現代社会の農業は「工業」である。オートメーションで、できるだけ効率的に、機械的に食品を作るとなると、欠品は避けられないし、それと同時に、確かにスケールメリットで、一定の売り上げが達成できている間は、マージンが大きく、儲けを確保しやすい傾向があるが、諸刃の剣で、ちょっとでも売れなくなると、さまざまな費用が払えなくなって、その脆弱な基盤が目立つようになる。

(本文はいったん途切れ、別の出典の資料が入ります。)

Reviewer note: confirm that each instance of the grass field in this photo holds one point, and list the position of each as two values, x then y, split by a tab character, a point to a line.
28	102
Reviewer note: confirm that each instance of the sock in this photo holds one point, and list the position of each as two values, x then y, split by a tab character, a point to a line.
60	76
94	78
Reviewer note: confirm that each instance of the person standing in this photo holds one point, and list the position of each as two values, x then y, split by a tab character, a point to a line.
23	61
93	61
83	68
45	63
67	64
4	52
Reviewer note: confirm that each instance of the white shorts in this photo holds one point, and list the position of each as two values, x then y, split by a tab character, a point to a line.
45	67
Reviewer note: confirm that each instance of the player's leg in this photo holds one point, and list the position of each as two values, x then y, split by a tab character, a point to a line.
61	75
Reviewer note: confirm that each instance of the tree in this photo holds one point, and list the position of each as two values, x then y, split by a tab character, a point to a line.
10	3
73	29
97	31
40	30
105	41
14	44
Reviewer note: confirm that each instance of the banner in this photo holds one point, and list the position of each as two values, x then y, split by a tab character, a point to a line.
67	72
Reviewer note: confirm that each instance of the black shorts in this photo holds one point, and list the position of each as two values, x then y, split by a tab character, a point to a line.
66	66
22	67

誰が見たって弱り目に祟(たた)り目という状況である。これに加えて、サラ・カサノバCEOのキャラクターもマスコミの攻撃を誘発している。謝罪会見にはなかなか出てこない、出たら出たで自分たちの正当性を訴え強気な態度を貫く「外国人社長」というのはマスコミにとって格好の餌食だからだ。
そんなマックの弱体化は、本国の米国でも変わらない。ファストフード全体の消費量は増えているにもかかわらず、同社の売り上げは激減しているのだ。この背景には、2年前に失敗した情報公開キャンペーンがある。
「マック=健康に悪い」という万国共通のイメージをどうにか払拭するために透明性をアピールしようと、消費者の疑問にバンバン答えますという主旨で製法や成分などを積極的に公開したのだが、それがかえって逆効果になってしまったのである。
例えば、マックフライポテト。これまで「何カ月放置をしても腐らない」などとまことしやかに囁(ささや)かれていたこのポテトは「17の成分」からできているらしい。
さすがに切ったジャガイモを揚げただけではないことは薄々勘づいていたが、改めて「酸性ピロリン酸ナトリウム」(色の保持)、「クエン酸」(保存料)、「ポリジメチルシロキサン」(消泡剤)などの化合物を羅列されても、「いやあ、これで安心して食べれますよ」となるわけもなく、かえってエグい印象を与えてしまったのだ。
マックが異常に叩かれている、もうひとつの理由:イザ!

マクドナルドが目指した「情報公開」の戦略は、完全に裏目に出てしまった。彼らが、自分たちの商品を自慢しようと、なにかを言えば言うほど、それのどこが「食品」なんだ、といった、まるで

  • 工業製品

ではないかと見間違えるほどの、意味不明の薬品のオンパレードで作られていたことが、白日の下にさらけだされることによって、そもそも、マックの商品は「食品」なのか、といった「素朴」な感情が、大衆に芽生えてしまった。
おそらく、マックは勘違いをしたのではないか。
彼らの「感覚」が、おそらくは「麻痺」してしまっていたのではないか。彼らが何も言わない間に、多くの国民が食したこれらは、なんだかは分からないけど、それなりに奇妙な味ではあったけど、独特のうまみがあったことは確かであった。
ところが、その姿を見て、マックの社長は、この合成物質まみれが

  • 国民に喜ばれる

と思ってしまった。だから、これがどうできているのかを「もっと宣伝」すればするほど、国民の賞賛が集まると思えた。しかし、国民はマックがこれをやればやるほど

  • どん引き

の状態になってしまった。あまりにも「過激」であった。国民もまさか、ここまでとは思っていなかった。これは何か。
つまりはこれが、「工業化」だったわけである。工業製品を「食料」としてもってこられたとき、この「食品」と呼ばれる「工業製品」が最終製品になるまでに、どれほどの、例えば、江戸時代には絶対に行っていなかったような、

  • 農薬

  • 添加物

をてんこ盛りにして、これを「食料」と呼ばれる「工業製品」にしていくことで、国民は目を背けずに見ていられないような

  • グロテスク

さに

  • 吐き気

を抑えられなくなった。しかし、「これ」がお前たちが子どもの頃から、うれしそうに食べていたものの「正体」だったわけだ。まあ、これからもどんな、大衆運動的な「爆発」が生まれてもおかしくない、ということなのであろう...。